MICHEL MARTIN, HOST:

People released from prison often struggle to find jobs. A nonprofit in Syracuse, N.Y., is looking to change that by training formerly incarcerated people to become line cooks. Here's Ava Pukatch of member station WRVO.

UNIDENTIFIED PERSON: Coming down hot.

AVA PUKATCH, BYLINE: A Syracuse test kitchen is bustling as Chef Joseph Bilecki is teaching the kitchen brigade the essentials of grilling. Today's lesson - pork chops. A message on the whiteboard of the kitchen reads, I am not now that I once was. Bilecki says it's kind of like the mission statement of the Center for Community Alternatives program.

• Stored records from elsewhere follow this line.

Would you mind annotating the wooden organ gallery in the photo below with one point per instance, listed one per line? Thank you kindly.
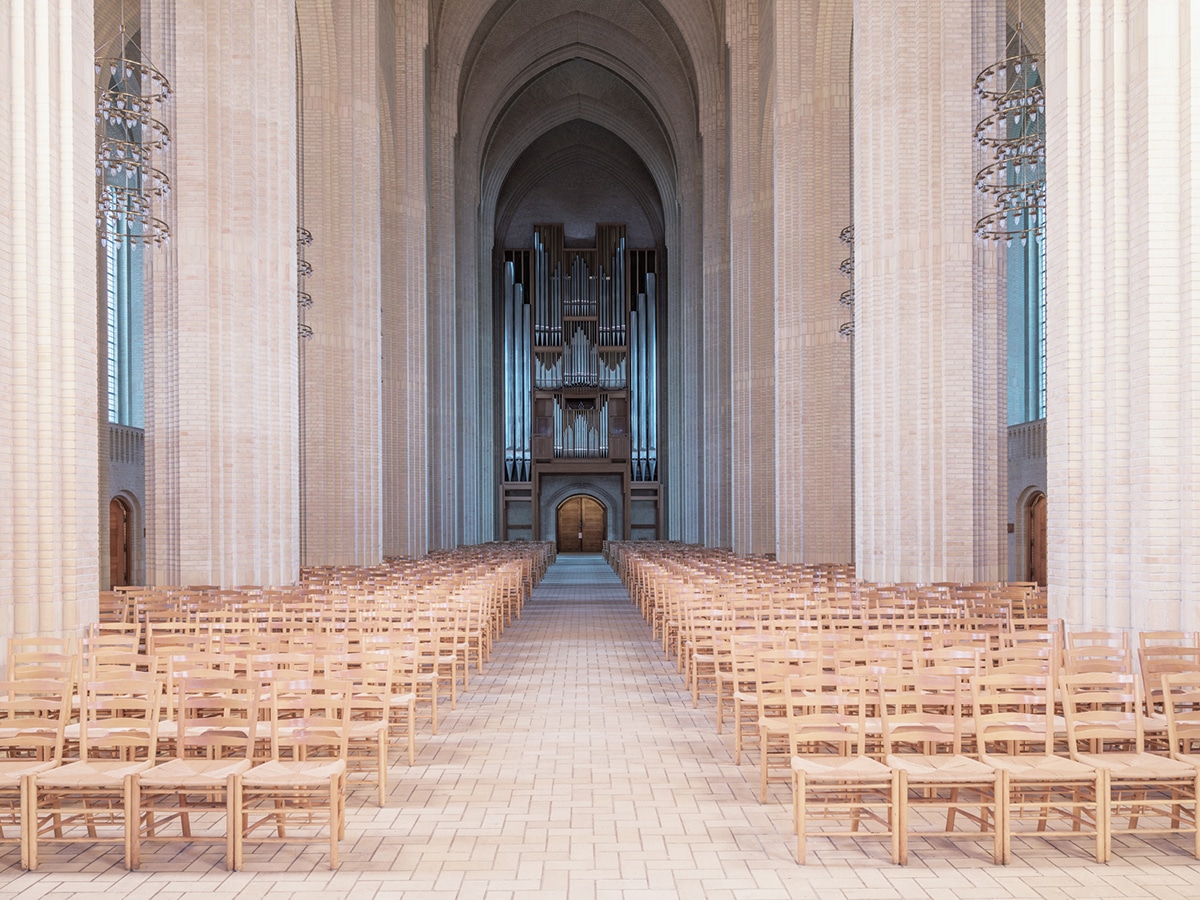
(581, 390)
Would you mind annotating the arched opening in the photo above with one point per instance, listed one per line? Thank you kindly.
(1036, 539)
(581, 525)
(119, 556)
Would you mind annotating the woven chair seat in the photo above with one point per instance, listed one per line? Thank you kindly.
(91, 773)
(942, 769)
(1138, 767)
(827, 767)
(1041, 768)
(280, 773)
(193, 772)
(12, 771)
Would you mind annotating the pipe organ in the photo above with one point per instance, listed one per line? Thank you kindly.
(581, 369)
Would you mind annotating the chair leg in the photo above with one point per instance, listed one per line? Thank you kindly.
(1104, 814)
(762, 767)
(999, 827)
(799, 814)
(233, 819)
(132, 799)
(1195, 815)
(25, 807)
(334, 823)
(29, 858)
(382, 768)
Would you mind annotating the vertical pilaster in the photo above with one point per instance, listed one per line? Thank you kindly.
(48, 335)
(221, 421)
(715, 388)
(342, 471)
(406, 399)
(928, 451)
(1123, 322)
(751, 345)
(810, 178)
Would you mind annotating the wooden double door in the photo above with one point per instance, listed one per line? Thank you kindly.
(581, 525)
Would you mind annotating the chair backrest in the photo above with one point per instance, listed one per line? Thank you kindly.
(1098, 639)
(1156, 660)
(1169, 639)
(1013, 713)
(922, 713)
(370, 675)
(820, 719)
(1097, 659)
(217, 717)
(1103, 712)
(25, 663)
(1181, 694)
(107, 663)
(310, 718)
(281, 665)
(119, 718)
(34, 718)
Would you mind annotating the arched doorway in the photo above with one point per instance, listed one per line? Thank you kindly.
(1036, 539)
(581, 525)
(119, 558)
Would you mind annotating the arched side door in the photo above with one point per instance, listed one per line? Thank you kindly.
(581, 525)
(119, 543)
(1036, 539)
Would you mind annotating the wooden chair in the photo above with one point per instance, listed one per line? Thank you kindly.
(1105, 730)
(33, 718)
(1181, 691)
(303, 786)
(833, 779)
(402, 703)
(922, 724)
(1015, 736)
(743, 685)
(119, 721)
(775, 670)
(370, 673)
(217, 719)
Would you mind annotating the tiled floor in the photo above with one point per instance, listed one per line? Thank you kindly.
(576, 767)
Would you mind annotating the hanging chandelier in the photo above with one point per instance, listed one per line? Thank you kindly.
(847, 268)
(1011, 136)
(130, 93)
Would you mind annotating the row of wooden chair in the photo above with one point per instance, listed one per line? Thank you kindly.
(286, 773)
(869, 753)
(959, 701)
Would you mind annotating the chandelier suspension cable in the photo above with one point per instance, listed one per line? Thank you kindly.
(131, 93)
(1011, 137)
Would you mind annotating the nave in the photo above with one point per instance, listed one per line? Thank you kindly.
(577, 767)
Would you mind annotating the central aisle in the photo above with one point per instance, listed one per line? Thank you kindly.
(577, 767)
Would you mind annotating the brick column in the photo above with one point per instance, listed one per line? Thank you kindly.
(48, 336)
(406, 477)
(342, 475)
(751, 341)
(221, 330)
(929, 456)
(1123, 319)
(810, 175)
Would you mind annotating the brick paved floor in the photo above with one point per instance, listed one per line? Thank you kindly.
(577, 768)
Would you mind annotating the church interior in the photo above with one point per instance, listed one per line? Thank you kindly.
(609, 327)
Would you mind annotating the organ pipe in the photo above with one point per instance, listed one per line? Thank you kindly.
(581, 328)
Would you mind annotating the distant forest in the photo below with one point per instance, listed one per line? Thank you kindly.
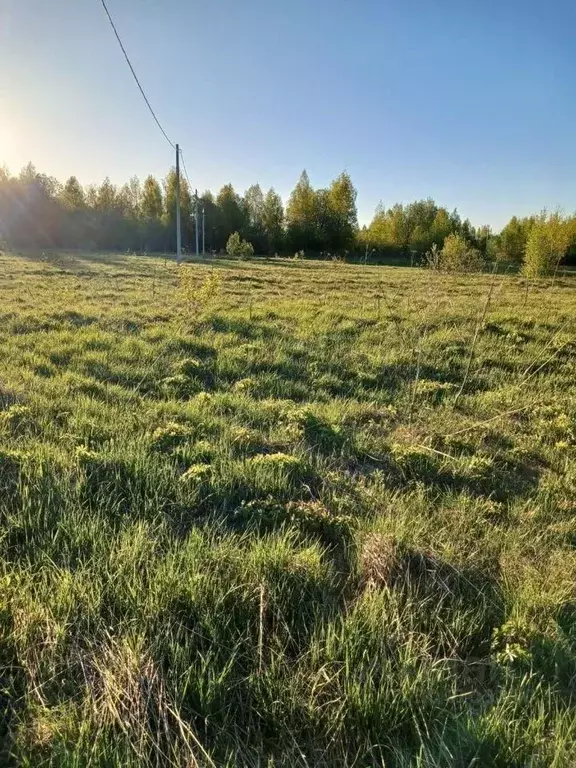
(37, 211)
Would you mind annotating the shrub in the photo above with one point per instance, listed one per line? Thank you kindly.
(546, 246)
(457, 255)
(238, 247)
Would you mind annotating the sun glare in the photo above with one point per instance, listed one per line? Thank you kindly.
(6, 143)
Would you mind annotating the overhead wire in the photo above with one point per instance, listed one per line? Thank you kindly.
(185, 171)
(135, 76)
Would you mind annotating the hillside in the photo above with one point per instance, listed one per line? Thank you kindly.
(284, 513)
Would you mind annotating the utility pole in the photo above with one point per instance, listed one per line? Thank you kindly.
(203, 231)
(178, 232)
(196, 215)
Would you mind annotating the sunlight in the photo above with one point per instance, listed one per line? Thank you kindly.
(6, 142)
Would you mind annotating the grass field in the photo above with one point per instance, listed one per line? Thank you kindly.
(285, 514)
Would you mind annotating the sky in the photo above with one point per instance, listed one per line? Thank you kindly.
(470, 103)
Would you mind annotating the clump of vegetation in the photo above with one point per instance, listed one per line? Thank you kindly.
(546, 245)
(171, 435)
(456, 255)
(238, 247)
(338, 555)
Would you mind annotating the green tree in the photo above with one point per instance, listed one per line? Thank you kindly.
(273, 221)
(457, 255)
(343, 216)
(513, 239)
(546, 245)
(169, 216)
(238, 247)
(253, 204)
(231, 214)
(301, 216)
(106, 196)
(72, 197)
(151, 204)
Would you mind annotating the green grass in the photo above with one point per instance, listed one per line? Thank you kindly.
(285, 514)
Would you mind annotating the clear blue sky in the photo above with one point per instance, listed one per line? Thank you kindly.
(472, 102)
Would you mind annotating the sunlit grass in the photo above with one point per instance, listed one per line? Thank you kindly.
(285, 513)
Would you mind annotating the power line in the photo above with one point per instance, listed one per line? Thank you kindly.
(185, 171)
(135, 76)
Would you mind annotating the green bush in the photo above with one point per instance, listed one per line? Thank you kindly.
(238, 247)
(457, 255)
(546, 246)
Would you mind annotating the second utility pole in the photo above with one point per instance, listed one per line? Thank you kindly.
(203, 230)
(196, 219)
(178, 232)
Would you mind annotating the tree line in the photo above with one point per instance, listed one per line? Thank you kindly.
(38, 211)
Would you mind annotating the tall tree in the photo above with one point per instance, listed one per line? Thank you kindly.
(514, 237)
(72, 196)
(343, 214)
(273, 221)
(253, 204)
(151, 204)
(231, 215)
(301, 216)
(106, 196)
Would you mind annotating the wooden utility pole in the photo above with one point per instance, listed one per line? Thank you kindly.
(196, 218)
(178, 231)
(203, 231)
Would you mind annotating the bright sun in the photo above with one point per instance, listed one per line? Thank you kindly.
(6, 143)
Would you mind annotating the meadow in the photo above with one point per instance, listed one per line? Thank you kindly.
(285, 513)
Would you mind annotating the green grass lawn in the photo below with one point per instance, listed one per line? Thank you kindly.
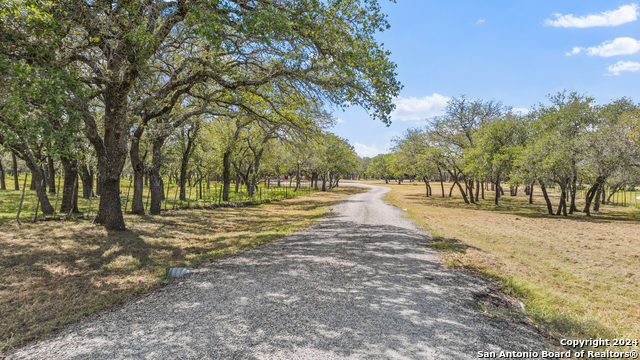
(10, 199)
(55, 272)
(577, 275)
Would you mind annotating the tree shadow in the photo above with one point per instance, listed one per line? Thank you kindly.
(338, 289)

JOSEPH BILECKI: The food service industry doesn't really care what you did. They care that you show up, you show up on time and you do your job. That's what matters.

PUKATCH: And Bilecki says a lot of people don't realize how easy cooking can be. Once they learn some of the basic techniques, things start to come together. The food tastes good, and he watches the formerly incarcerated people stand a little taller in his kitchen. Now he has them hooked.

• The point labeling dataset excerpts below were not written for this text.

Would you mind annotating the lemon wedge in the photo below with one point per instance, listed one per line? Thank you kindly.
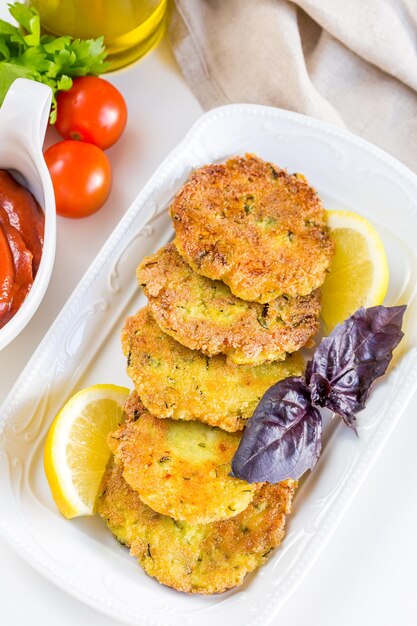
(76, 451)
(359, 272)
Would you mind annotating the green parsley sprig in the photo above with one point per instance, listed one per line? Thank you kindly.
(25, 53)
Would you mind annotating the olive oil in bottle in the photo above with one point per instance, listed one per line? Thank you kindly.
(130, 27)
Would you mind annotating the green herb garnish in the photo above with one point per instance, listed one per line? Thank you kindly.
(25, 53)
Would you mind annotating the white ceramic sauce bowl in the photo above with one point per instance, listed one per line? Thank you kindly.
(23, 120)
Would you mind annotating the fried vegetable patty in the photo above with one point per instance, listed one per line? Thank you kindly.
(180, 469)
(174, 381)
(199, 558)
(203, 314)
(253, 226)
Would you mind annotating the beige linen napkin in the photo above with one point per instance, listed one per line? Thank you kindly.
(348, 62)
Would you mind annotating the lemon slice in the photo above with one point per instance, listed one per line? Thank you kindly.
(359, 272)
(76, 451)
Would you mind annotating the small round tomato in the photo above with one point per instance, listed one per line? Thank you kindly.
(81, 177)
(92, 110)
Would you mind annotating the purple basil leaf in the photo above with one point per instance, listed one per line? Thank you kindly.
(347, 362)
(283, 437)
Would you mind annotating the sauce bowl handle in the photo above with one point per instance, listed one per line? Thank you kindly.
(25, 112)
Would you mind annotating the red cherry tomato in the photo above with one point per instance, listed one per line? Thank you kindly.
(93, 111)
(81, 177)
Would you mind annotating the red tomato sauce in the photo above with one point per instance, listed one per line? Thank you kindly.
(22, 223)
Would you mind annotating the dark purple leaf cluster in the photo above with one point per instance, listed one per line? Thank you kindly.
(283, 437)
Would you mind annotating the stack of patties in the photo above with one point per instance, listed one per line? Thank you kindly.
(231, 300)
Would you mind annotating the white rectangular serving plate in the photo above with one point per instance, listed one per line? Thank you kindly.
(83, 348)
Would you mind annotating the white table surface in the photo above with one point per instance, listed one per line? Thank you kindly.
(368, 572)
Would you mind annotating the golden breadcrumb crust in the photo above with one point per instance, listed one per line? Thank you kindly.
(196, 558)
(203, 314)
(174, 381)
(253, 226)
(180, 469)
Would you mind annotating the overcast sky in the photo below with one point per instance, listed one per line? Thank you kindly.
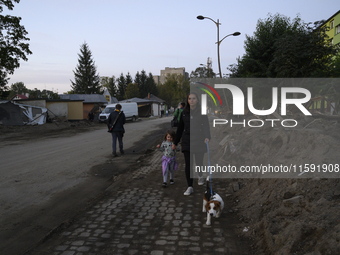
(133, 35)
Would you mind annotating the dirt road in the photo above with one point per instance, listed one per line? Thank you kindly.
(47, 180)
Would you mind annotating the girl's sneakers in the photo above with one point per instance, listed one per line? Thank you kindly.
(188, 191)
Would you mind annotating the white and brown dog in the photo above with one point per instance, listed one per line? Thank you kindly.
(212, 204)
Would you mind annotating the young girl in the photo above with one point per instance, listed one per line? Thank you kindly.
(169, 163)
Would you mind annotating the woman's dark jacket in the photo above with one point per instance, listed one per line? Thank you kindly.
(120, 121)
(199, 130)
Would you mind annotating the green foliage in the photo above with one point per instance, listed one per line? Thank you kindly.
(12, 44)
(203, 72)
(174, 90)
(109, 83)
(122, 85)
(285, 48)
(87, 81)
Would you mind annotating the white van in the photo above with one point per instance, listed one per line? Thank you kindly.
(130, 110)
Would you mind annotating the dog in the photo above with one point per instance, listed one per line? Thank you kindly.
(212, 204)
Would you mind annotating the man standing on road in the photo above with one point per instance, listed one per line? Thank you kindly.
(116, 121)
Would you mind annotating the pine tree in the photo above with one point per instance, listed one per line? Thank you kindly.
(87, 81)
(128, 79)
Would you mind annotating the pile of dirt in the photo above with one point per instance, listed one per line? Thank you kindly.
(294, 214)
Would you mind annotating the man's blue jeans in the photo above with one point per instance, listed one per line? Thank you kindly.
(115, 136)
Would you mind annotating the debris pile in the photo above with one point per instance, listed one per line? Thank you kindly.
(292, 214)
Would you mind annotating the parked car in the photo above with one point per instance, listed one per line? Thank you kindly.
(130, 110)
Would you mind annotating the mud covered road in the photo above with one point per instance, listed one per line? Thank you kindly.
(50, 173)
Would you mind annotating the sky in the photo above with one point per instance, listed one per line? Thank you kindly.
(133, 35)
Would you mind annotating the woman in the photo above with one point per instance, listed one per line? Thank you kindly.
(200, 136)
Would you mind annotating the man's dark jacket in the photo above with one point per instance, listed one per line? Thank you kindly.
(120, 122)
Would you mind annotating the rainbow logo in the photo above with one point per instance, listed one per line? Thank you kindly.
(209, 93)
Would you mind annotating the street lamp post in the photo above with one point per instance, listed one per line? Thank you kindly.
(217, 23)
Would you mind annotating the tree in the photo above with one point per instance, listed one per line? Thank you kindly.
(151, 86)
(128, 79)
(110, 84)
(141, 79)
(121, 87)
(203, 72)
(132, 90)
(87, 81)
(12, 44)
(284, 48)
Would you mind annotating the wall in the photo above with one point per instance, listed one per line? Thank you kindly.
(57, 109)
(156, 110)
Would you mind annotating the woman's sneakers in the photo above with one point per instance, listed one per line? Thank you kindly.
(188, 191)
(201, 180)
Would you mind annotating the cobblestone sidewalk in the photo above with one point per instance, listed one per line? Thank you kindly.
(139, 216)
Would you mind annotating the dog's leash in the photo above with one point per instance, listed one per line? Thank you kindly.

BILECKI: I'm just going to get that so it's straight across there.

PUKATCH: In the very first lesson, they made chicken alfredo. Larenz Coker-Hawkins was amazed at how much flavor they got from just a few ingredients.

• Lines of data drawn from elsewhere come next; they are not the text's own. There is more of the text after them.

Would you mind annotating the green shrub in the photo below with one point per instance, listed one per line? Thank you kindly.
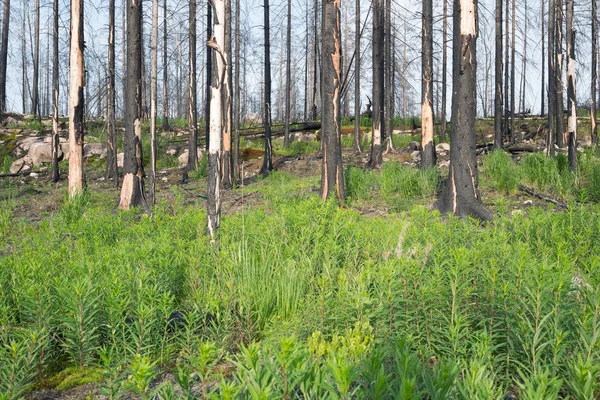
(502, 170)
(361, 184)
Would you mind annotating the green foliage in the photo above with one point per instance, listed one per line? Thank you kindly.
(505, 175)
(305, 299)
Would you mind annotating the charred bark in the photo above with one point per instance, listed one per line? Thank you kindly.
(332, 176)
(132, 190)
(428, 157)
(460, 195)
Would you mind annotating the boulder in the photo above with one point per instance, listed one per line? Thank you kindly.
(41, 152)
(442, 147)
(21, 165)
(184, 157)
(94, 150)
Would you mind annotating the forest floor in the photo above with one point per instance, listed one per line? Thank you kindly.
(340, 281)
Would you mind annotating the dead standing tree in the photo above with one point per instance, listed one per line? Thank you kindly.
(460, 196)
(332, 176)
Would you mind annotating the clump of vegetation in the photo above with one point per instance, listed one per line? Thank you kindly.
(502, 171)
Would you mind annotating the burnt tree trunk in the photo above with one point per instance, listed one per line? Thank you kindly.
(111, 154)
(288, 75)
(332, 176)
(594, 130)
(55, 93)
(236, 93)
(4, 55)
(444, 69)
(76, 100)
(132, 190)
(571, 98)
(428, 156)
(217, 43)
(267, 159)
(357, 149)
(165, 69)
(192, 93)
(376, 156)
(498, 136)
(227, 160)
(552, 111)
(460, 196)
(560, 118)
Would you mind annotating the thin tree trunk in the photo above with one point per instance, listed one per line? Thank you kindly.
(428, 156)
(4, 55)
(132, 190)
(76, 100)
(35, 101)
(460, 196)
(552, 111)
(388, 78)
(571, 96)
(444, 68)
(288, 75)
(55, 93)
(594, 130)
(236, 92)
(512, 73)
(543, 89)
(153, 103)
(332, 176)
(560, 116)
(111, 158)
(227, 169)
(216, 121)
(165, 70)
(192, 95)
(376, 157)
(357, 149)
(267, 159)
(209, 70)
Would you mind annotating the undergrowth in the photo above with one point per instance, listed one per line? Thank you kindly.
(303, 299)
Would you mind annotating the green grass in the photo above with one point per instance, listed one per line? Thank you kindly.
(303, 298)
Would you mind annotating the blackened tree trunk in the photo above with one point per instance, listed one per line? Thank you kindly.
(132, 190)
(4, 55)
(543, 89)
(444, 69)
(153, 103)
(428, 157)
(332, 176)
(55, 93)
(209, 70)
(560, 117)
(594, 71)
(76, 100)
(35, 98)
(227, 168)
(551, 79)
(267, 159)
(165, 69)
(216, 121)
(192, 94)
(357, 149)
(498, 137)
(288, 75)
(460, 196)
(111, 157)
(236, 92)
(376, 157)
(571, 98)
(388, 106)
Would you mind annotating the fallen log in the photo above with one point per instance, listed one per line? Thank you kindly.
(543, 196)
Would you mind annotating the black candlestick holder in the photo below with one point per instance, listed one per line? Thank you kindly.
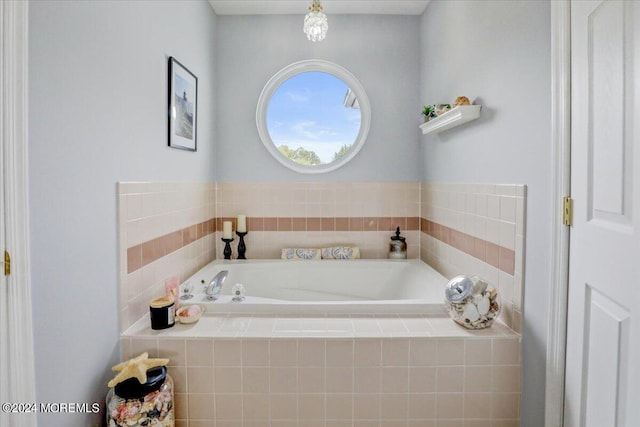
(242, 249)
(227, 248)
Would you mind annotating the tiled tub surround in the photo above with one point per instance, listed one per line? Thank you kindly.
(477, 229)
(321, 214)
(165, 230)
(344, 370)
(357, 371)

LARENZ COKER-HAWKINS: All we used was pepper. That's it - a pinch of pepper, no other seasonings. And it tasted amazing. And it just, like, kind of blew my mind. I'm like, if I could do that with just that, I could do a whole lot.

PUKATCH: As Regina Brunelli roasts carrot strips in the oven, she dreams of going to culinary school and eventually opening her own diner.

REGINA BRUNELLI: It's Margie's Cup. It's after my grandmother.

PUKATCH: She says the kitchen has an understanding.

BRUNELLI: These are people that already have a past, so not judgy people, kind of been through some of the similar - same things, you know what I mean? And we understand each other, and we know we're not here to judge each other on our past, but help each other build a future.

PUKATCH: Coker-Hawkins is grilling his pork chop, getting it to the optimal 145-degree internal temperature. After the program, he's hoping to get a job at a popular barbecue restaurant.

COKER-HAWKINS: When you're a felon, you don't know - you don't really know your opportunities or what's out there. I want to get myself in a better position, so better positions, better money. Let me just try the line cook thing out. And plus, you learn how to cook while you're here too, so I'm doing stuff at home now too.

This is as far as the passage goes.